Le pivot à 37 milliards de livres sterling de l'OTAN : d'une alliance défensive à une capacité de frappe en profondeur
Douze nations, menées par le Royaume-Uni, investissent massivement dans des missiles à longue portée, signalant un changement structurel dans la posture militaire européenne.

Sir Keir Starmer est arrivé à Ankara pour son dernier sommet de l'OTAN, porteur d'un cadeau d'adieu plutôt coûteux.

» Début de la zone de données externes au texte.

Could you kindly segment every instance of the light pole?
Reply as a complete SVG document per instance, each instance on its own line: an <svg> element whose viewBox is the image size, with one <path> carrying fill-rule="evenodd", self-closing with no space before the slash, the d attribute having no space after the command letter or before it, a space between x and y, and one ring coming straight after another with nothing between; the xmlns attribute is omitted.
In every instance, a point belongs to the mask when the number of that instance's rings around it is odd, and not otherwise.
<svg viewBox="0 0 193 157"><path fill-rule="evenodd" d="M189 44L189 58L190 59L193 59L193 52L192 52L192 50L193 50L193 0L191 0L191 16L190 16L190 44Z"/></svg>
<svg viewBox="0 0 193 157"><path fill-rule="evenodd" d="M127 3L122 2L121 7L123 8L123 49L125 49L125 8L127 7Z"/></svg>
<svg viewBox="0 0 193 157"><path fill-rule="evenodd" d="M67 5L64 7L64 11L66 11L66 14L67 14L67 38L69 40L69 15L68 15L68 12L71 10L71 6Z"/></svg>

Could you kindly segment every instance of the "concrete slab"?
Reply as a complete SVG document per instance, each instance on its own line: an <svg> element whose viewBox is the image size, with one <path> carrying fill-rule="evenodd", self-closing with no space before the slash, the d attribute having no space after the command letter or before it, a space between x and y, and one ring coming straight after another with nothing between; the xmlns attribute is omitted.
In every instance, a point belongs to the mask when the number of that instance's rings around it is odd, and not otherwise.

Le Premier ministre britannique sortant réunit une douzaine de dirigeants alliés pour lancer le projet Deep Precision Strike, un programme de développement de missiles de 37 milliards de livres sterling. Réparti sur la prochaine décennie, cet investissement vise à doter les armées européennes d'armements à longue portée capables d'atteindre des cibles jusqu'à 2 000 kilomètres (1 250 miles) de distance.

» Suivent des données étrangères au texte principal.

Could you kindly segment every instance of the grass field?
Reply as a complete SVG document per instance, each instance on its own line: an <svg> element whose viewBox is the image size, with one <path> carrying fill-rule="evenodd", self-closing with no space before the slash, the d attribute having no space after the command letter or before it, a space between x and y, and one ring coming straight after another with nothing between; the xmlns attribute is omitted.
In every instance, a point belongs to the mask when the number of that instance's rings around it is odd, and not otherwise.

Pour une organisation initialement conçue comme un bouclier défensif, ce pivot représente une évolution radicale. L'OTAN a perdu sa virginité défensive lors des interventions en Irak et en Afghanistan. Aujourd'hui, l'institution fonctionne de plus en plus comme un dépotoir pour les politiciens européens en quête de pertinence, tout en se transformant d'un pacte de défense mutuelle en une alliance d'attaque. Les armes conçues pour frapper des cibles à 2 000 kilomètres (1 250 miles) sont des instruments de projection de puissance agressive, ignorant des menaces conventionnelles plus immédiates.
La réalité du projet est moins impressionnante que ne le suggèrent les annonces, car le système ne sera pas opérationnel avant les années 2030. Pendant ce temps, les dirigeants européens doivent gérer les exigences financières de Washington. Donald Trump a fait pression sur les capitales pour qu'elles ouvrent leurs coffres, les membres ayant convenu l'année dernière de porter les dépenses de défense à 5 % du PIB d'ici 2035. Starmer s'attire la colère américaine pour n'avoir pas articulé de feuille de route pour atteindre un seuil de 3,5 %, malgré l'engagement de Londres de 300 milliards de livres sterling d'ici 2030. S'ajoutant à cette inquiétude, le secrétaire américain à la Défense, Pete Hegseth, a lancé en juin un examen concernant l'empreinte des forces américaines en Europe.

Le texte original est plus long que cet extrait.